Can you link this again? I can’t find any reference for that. The Array API defines sign here. Sign of zero is very clearly zero for at least the numpy floating types. I would find it really odd if it worked differently for float.

It is here:

It features a similar discussion as here for the dtype=object case where similarly ill-advised attempts at type checking (isinstance(obj, Real)) or duck-typing trichotomy etc are considered. It would have been better if np.sign had never attempted to handle dtype=object and along similar lines here it would be better not to add math.sign if it can only be done with poorly defined duck-typing or some ad-hoc special-casing of particular types.

As a float function it makes sense and is well defined but it seems no one agrees with me that a float version of sign would be reasonable in the math module. The alternatives to a float version of sign that have been suggested all sound to me like setting bad precedents that would be worse than any benefit the sign function itself would bring.

In what way is “For types other than the two special cases (float, decimal) in the standard library, use a rich comparison with zero” poorly defined?

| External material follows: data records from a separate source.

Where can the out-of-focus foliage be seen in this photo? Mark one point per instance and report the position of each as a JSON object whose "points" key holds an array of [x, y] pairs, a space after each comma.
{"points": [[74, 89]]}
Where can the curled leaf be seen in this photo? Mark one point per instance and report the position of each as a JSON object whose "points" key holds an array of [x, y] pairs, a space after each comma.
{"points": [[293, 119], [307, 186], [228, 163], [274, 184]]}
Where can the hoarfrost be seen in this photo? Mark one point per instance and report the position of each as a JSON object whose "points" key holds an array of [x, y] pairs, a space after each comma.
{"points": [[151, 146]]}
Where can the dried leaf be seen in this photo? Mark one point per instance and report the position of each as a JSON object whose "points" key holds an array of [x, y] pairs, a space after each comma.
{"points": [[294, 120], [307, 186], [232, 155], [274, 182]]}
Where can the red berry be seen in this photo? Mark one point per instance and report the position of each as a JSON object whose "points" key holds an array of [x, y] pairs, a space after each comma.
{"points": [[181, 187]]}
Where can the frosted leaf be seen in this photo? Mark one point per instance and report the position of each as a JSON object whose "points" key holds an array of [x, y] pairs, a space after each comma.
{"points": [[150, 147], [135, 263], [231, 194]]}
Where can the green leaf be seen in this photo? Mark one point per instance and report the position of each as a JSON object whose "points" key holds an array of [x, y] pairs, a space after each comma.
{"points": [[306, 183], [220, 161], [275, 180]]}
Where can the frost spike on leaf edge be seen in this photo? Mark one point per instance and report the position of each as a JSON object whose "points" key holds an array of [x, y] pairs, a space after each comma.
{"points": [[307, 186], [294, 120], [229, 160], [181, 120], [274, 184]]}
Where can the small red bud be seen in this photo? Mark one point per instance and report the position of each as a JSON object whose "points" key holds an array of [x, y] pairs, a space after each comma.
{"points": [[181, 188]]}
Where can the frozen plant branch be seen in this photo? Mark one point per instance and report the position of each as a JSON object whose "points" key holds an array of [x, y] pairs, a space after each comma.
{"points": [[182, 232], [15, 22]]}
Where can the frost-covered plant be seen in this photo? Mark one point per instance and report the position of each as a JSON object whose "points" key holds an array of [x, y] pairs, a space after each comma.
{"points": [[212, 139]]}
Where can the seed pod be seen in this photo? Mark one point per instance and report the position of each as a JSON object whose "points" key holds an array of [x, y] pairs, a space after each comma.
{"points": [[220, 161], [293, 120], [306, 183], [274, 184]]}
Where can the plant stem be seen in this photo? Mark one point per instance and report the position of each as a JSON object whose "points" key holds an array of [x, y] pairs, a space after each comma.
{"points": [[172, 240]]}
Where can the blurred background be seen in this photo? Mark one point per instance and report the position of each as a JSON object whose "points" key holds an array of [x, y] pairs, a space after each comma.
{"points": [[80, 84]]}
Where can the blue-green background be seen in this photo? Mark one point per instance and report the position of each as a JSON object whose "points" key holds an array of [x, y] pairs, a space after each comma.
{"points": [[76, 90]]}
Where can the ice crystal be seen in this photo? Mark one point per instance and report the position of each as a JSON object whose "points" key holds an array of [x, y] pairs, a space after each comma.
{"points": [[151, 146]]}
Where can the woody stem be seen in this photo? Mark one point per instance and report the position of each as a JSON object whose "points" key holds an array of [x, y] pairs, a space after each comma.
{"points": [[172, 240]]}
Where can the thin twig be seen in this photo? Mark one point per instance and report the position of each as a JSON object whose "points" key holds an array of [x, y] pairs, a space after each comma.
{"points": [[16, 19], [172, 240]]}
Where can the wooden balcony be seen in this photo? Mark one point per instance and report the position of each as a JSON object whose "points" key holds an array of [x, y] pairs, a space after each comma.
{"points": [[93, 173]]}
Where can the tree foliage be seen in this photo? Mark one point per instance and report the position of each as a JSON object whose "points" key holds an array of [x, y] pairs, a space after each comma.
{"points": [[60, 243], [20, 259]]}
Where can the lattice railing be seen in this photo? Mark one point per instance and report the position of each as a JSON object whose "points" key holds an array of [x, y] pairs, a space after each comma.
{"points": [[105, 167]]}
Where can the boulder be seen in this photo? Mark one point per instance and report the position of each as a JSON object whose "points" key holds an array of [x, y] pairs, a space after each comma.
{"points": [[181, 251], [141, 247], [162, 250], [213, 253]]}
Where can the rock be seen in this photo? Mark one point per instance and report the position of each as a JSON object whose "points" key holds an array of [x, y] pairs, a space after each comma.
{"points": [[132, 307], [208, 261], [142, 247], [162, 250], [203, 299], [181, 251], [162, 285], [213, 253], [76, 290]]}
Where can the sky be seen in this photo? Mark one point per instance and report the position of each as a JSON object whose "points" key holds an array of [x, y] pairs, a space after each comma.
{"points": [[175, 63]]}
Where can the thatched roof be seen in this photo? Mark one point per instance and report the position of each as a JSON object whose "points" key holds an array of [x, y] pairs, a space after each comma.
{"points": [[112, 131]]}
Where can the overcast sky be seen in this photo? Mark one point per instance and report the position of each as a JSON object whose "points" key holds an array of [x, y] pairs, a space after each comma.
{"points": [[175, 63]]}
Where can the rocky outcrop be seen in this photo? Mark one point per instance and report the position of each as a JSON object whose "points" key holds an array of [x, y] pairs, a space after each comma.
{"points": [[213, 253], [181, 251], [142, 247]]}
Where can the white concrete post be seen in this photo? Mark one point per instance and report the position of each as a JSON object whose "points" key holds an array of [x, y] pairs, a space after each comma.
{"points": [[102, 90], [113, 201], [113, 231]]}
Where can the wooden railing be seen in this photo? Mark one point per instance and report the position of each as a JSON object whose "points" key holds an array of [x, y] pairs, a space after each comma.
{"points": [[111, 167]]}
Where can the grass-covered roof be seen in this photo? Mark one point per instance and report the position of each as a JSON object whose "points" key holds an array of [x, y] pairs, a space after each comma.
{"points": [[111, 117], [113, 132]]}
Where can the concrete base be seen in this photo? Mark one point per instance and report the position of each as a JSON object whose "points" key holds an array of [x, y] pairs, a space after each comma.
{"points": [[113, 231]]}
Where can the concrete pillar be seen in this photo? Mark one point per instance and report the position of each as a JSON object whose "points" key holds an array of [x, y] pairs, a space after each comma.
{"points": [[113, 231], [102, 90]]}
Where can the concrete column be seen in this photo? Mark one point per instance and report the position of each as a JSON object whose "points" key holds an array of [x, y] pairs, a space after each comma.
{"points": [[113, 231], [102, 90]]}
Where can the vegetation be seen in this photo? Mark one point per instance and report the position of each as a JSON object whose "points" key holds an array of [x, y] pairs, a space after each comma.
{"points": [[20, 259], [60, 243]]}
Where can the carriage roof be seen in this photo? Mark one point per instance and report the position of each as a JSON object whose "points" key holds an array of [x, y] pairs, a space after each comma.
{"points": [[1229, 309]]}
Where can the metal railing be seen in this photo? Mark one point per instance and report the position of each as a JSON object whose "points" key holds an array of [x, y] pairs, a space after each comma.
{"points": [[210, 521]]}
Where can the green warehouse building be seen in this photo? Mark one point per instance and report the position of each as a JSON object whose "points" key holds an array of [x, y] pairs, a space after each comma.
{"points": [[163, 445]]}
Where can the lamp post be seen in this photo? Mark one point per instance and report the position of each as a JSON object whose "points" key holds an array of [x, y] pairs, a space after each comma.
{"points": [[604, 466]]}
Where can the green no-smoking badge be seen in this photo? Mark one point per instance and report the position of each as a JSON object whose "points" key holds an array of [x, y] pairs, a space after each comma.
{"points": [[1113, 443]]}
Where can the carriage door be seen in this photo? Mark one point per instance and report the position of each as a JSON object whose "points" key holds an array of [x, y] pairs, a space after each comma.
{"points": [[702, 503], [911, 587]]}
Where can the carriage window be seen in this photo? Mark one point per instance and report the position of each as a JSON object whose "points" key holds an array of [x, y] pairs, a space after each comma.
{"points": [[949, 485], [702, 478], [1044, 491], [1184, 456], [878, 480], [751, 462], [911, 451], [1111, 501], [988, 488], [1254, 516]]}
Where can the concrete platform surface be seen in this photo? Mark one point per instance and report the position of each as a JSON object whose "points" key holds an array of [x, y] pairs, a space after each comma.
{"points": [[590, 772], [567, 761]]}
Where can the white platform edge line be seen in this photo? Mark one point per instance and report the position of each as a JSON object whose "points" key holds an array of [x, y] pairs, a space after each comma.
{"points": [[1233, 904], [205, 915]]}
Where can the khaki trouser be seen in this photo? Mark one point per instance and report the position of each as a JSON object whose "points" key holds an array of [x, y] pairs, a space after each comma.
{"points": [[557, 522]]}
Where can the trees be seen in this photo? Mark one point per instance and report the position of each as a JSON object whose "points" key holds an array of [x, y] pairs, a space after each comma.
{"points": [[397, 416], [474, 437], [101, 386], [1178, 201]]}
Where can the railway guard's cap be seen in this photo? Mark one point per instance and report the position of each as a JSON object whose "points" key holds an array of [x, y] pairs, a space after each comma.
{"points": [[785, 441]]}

Sign only has any weirdness at all because of float-like types. All of the special case behavior needed for numeric types is due to floats not being well-behaved numerically.

1 Like

This implementation actually lets through some bizzare things with the implicit truthiness of if x < 0: et al. I should have specifically called out why I used match-case in my implementation, it more neatly represented rejecting things that weren’t returning a clear indication of numeric comparability since unfortunately, we have types that use the rich comparison dunders to create a DSL rather than having macros.